Ezekiel looked from the Senior Librarian and his wife to his two more junior colleagues. Stone had his arm around Cassandra and she was staring at the item with dull, red-rimmed eyes.
"What happened?" Jones asked in a small voice.
"I, we, checked everything in the library at my parent's house," sniffed Cassandra. "There was nothing major. Nothing particularly powerful at all. Not even the old manuscripts and maps in those drawers. We were beginning to think that maybe their door had been opened at the other end after all. Then, when we were heading for the door, Jacob mentioned something and suddenly I saw it. The big picture. The whole library, as if I was on the outside looking in. It wasn't any one item, it was all of them! Ezekiel, most of the books, papers and relics have been in that room all my life!"
"We made our excuses," Jacob continued, drawing Cassandra closer as sobs choked off her story. "Came back here. Told everyone. Everyone that was here, that is. We described the four suits of armour that walked through the door too. That's when Flynn thought it might be a good idea to check and see if the armour of Alexander that we had was actually the real deal. Turns out it wasn't. When we recovered it from Dulaque's warehouse, it had already been switched for a replica. We think the real one was in the Cillians' library."
"Which means that somehow, my parents are connected to the Serpent Brotherhood," Cassandra cried. "They had the real one: a fake wouldn't have shown Alexander the Great's face when it... when it did whatever it was they did. We all know the Serpent Brotherhood wouldn't let something like that out of its sight. Not after going to such trouble to hide it from us."
"And who knows what else they switched," added Charlene wearily. "I know they had some warning after two runs of disappearing boxes, but they couldn't have changed everything for replicas, could they?"
"We know they took some items, like Fenrir's chain," sighed Jenkins.
"And others they left alone," added da Vinci. "I've had a number of them object to their new positions in the Library. Some rather painfully. It is like reorganising a museum where exhibit is a diva, perfectly capable of making their voice heard if they are unhappy. It is quite tiresome."
"But if that was the case," Ezekiel pointed out, "if they work for the Serpent Brotherhood, and it's the Serpent Brotherhood who want the artefacts, then why would they move them? Maybe they put the items back into circulation and kept an eye on them so they could get to them when they wanted them. If that was the case, your parents wouldn't have to know anything about it."

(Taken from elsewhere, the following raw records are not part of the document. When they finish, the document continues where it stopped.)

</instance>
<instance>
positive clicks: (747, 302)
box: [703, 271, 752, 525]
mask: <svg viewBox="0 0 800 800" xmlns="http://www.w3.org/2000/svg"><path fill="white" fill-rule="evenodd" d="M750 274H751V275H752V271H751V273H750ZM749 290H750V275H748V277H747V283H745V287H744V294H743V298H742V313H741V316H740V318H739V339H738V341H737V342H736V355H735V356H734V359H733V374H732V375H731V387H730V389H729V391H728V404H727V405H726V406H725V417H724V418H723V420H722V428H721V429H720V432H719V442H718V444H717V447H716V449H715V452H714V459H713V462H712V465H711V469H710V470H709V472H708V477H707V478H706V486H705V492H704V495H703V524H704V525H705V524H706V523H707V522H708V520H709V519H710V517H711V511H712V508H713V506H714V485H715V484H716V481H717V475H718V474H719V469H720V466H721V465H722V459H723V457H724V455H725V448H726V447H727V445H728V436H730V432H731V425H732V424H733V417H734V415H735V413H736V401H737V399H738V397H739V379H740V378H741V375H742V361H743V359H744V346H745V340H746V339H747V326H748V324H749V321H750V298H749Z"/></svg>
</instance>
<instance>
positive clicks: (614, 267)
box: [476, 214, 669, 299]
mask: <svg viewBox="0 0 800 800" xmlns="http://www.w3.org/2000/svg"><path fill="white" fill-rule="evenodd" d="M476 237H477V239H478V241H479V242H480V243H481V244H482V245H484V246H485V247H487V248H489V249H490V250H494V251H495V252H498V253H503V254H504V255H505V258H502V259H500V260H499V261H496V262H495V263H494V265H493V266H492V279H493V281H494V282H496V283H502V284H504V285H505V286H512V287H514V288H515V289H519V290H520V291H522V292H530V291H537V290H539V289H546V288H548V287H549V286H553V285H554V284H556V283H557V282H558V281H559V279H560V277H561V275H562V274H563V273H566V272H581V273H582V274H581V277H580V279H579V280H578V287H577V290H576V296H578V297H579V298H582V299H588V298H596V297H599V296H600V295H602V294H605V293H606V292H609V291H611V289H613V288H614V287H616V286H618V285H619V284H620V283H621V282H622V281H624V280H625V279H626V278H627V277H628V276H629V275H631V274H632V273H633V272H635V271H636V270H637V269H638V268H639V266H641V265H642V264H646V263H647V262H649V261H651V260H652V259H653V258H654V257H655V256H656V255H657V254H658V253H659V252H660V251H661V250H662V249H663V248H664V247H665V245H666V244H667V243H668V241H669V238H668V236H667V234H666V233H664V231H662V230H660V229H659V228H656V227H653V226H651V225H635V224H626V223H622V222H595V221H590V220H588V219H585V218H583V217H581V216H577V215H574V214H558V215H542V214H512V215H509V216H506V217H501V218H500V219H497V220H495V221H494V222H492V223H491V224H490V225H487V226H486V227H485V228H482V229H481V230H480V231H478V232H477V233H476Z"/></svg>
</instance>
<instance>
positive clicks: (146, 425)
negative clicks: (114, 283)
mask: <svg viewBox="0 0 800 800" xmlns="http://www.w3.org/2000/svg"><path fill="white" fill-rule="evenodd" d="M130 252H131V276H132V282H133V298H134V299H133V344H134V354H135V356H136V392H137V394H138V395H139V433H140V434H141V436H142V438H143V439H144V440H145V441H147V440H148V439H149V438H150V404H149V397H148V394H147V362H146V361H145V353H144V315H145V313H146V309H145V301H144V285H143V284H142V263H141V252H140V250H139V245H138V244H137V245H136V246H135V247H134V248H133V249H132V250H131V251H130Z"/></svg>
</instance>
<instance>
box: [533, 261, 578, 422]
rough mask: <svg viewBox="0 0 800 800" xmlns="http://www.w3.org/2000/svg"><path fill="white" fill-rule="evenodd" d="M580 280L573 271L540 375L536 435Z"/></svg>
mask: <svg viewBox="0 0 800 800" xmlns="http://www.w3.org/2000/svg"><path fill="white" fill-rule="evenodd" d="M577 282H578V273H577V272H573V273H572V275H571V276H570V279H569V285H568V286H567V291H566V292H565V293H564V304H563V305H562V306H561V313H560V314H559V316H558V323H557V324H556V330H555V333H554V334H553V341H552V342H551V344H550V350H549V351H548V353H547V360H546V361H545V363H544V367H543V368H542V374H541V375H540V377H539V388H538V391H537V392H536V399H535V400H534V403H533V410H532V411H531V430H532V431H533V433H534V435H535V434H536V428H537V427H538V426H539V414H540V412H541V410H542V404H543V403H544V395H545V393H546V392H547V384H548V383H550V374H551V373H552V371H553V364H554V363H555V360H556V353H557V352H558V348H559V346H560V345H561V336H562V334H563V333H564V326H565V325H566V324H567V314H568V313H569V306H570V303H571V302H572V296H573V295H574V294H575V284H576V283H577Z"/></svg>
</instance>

"That doesn't explain why my parents, who are world renowned scientists, have been building a magical wormhole in their library since before I was born. That room was specially built. My parents designed it themselves when I was five. I remember it being built!"
Jenkins looked up at this, staring ahead in unseeing thought. He looked at Cassandra, looked round at the back door, then looked at Cassandra again. "I fear Miss Cillian is in the right here," he mused, still avoiding Ezekiel's gaze. "I fear her parents, or one of them at least, may know much more about the Library, and Librarians, than they would like us to believe."